4. many finger method for real time tracking according to claim 1 based on KINECT, it is characterised in that：The acquisition refers to The three-dimensional position of point, chooses all points of the circle in x/y plane in fingertip area around pixel p using 3px as radius and is taken Sample, if sampled point depth value is more than 10px with centre point depth value difference, casts out, and calculates the average of remaining sampled point depth value It is used as the depth value of centre point.

5. many finger method for real time tracking according to claim 1 based on KINECT, it is characterised in that：The three-dimensional refers to Sharp track following, comprises the following steps：

4a：Build and determine Kalman filter prediction finger tip point position：

First, in each frame, measurement finger tip point position in three dimensions and speed, define the state vector of Kalman filter For

x_t=(x (t), y (t), z (t), v_x(t),v_y(t),v_z(t))
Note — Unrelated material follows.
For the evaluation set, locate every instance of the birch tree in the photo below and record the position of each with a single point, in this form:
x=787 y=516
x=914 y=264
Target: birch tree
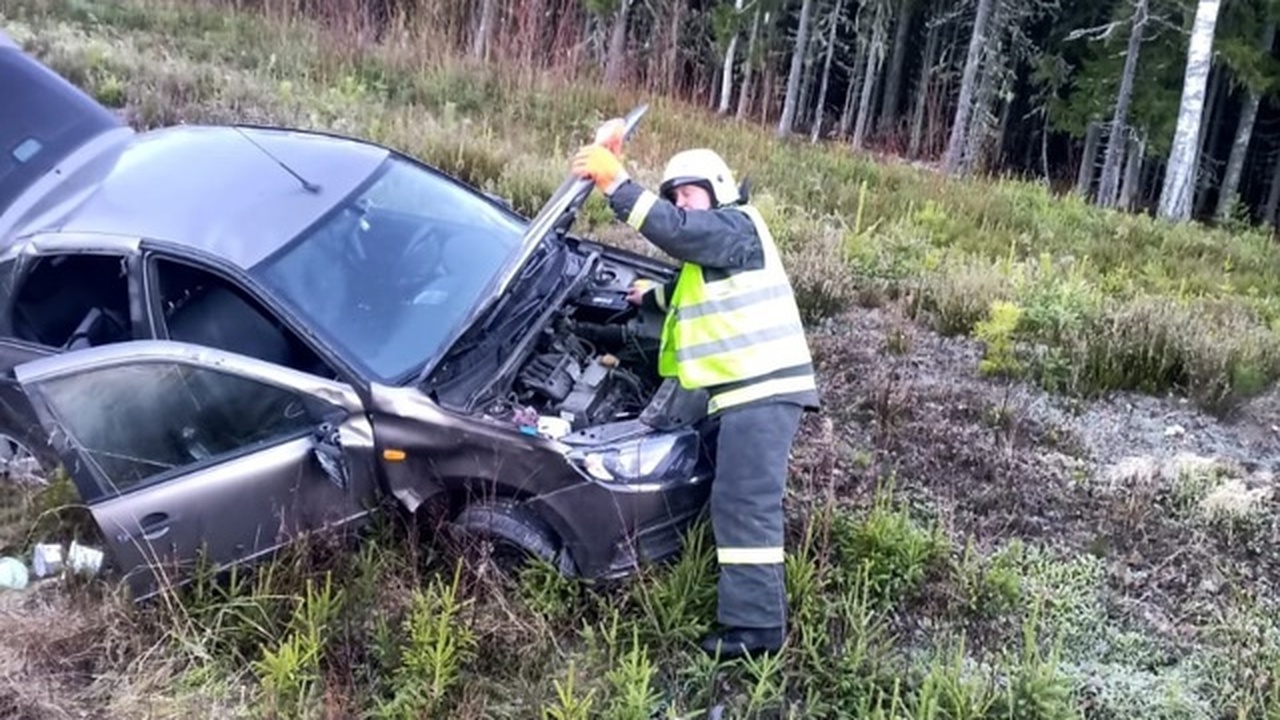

Wherein, x (t), y (t), z (t) represent the coordinate position of finger tip point in three dimensions, v_x(t),v_y(t),v_z(t) represent every The speed of finger tip point in one frame；Similarly, the observation vector of definition Kalman filter is

y_t=(x (t), y (t), z (t))

List Kalman filter equation：

x_t+1=Fx_t+Gw_t

y_t=Hx_t+v_t

Secondly, it is assumed that Δ T<Linear uniform motion is approximately regarded in the motion of finger tip point between 0.05s, two continuous frames as；F, G and H is defined as follows：

<mrow> <mi>F</mi> <mo>=</mo> <mfenced open = "[" close = "]"> <mtable> <mtr> <mtd> <mn>1</mn> </mtd> <mtd> <mn>0</mn> </mtd> <mtd> <mn>0</mn> </mtd> <mtd> <mrow> <mi>&Delta;</mi> <mi>T</mi> </mrow> </mtd> <mtd> <mn>0</mn> </mtd> <mtd> <mn>0</mn> </mtd> </mtr> <mtr> <mtd> <mn>0</mn> </mtd> <mtd> <mn>1</mn> </mtd> <mtd> <mn>0</mn> </mtd> <mtd> <mn>0</mn> </mtd> <mtd> <mrow> <mi>&Delta;</mi> <mi>T</mi> </mrow> </mtd> <mtd> <mn>0</mn> </mtd> </mtr> <mtr> <mtd> <mn>0</mn> </mtd> <mtd> <mn>0</mn> </mtd> <mtd> <mn>1</mn> </mtd> <mtd> <mn>0</mn> </mtd> <mtd> <mn>0</mn> </mtd> <mtd> <mrow> <mi>&Delta;</mi> <mi>T</mi> </mrow> </mtd> </mtr> <mtr> <mtd> <mn>0</mn> </mtd> <mtd> <mn>0</mn> </mtd> <mtd> <mn>0</mn> </mtd> <mtd> <mn>1</mn> </mtd> <mtd> <mn>0</mn> </mtd> <mtd> <mn>0</mn> </mtd> </mtr> <mtr> <mtd> <mn>0</mn> </mtd> <mtd> <mn>0</mn> </mtd> <mtd> <mn>0</mn> </mtd> <mtd> <mn>0</mn> </mtd> <mtd> <mn>1</mn> </mtd> <mtd> <mn>0</mn> </mtd> </mtr> <mtr> <mtd> <mn>0</mn> </mtd> <mtd> <mn>0</mn> </mtd> <mtd> <mn>0</mn> </mtd> <mtd> <mn>0</mn> </mtd> <mtd> <mn>0</mn> </mtd> <mtd> <mn>1</mn> </mtd> </mtr> </mtable> </mfenced> </mrow>

Finally, using the Kalman filter of each finger, by finger when the position prediction finger of t frames is in t+1 frames Position；

In present frame, all finger tip points of present frame are detected using the Fingertip Detection based on pixel classifications；Meanwhile, utilize Kalman filter predicts the position where present frame finger tip point by previous frame；Will prediction finger tip point position and detection finger tip The minimum combination of matching error is found as final result in point position by combinations matches are done after hand central point arranged clockwise, Value with error is the difference of the Euclidean distance of finger tip point three-dimensional position；Afterwards, the card in the minimum combination of matching error is utilized The predicted position of Thalmann filter replaces actual position, and so tracking is gone down always；

4c：Handle the change tracking of finger tip quantity

In the first scenario, operator changes the quantity of finger tip really；When finger tip quantity increase, new Kalman is opened Wave filter tracks it；When finger tip quantity is reduced, corresponding Kalman filter is terminated；

In the latter case, due to error and motion blur, it can't detect or miss in some finger tip points of some frames Detect unnecessary finger tip point；First, timer is set to be used to calculate the time when finger tip quantity starts change；Secondly, if meter Evaluation time is more than some threshold value, then it is the first situation to judge finger tip number change；Otherwise it is second to judge finger tip number change The situation of kind, Kalman filter does not change.

6. many finger method for real time tracking according to claim 5 based on KINECT, it is characterised in that：The threshold of timer Value sets 0.2s.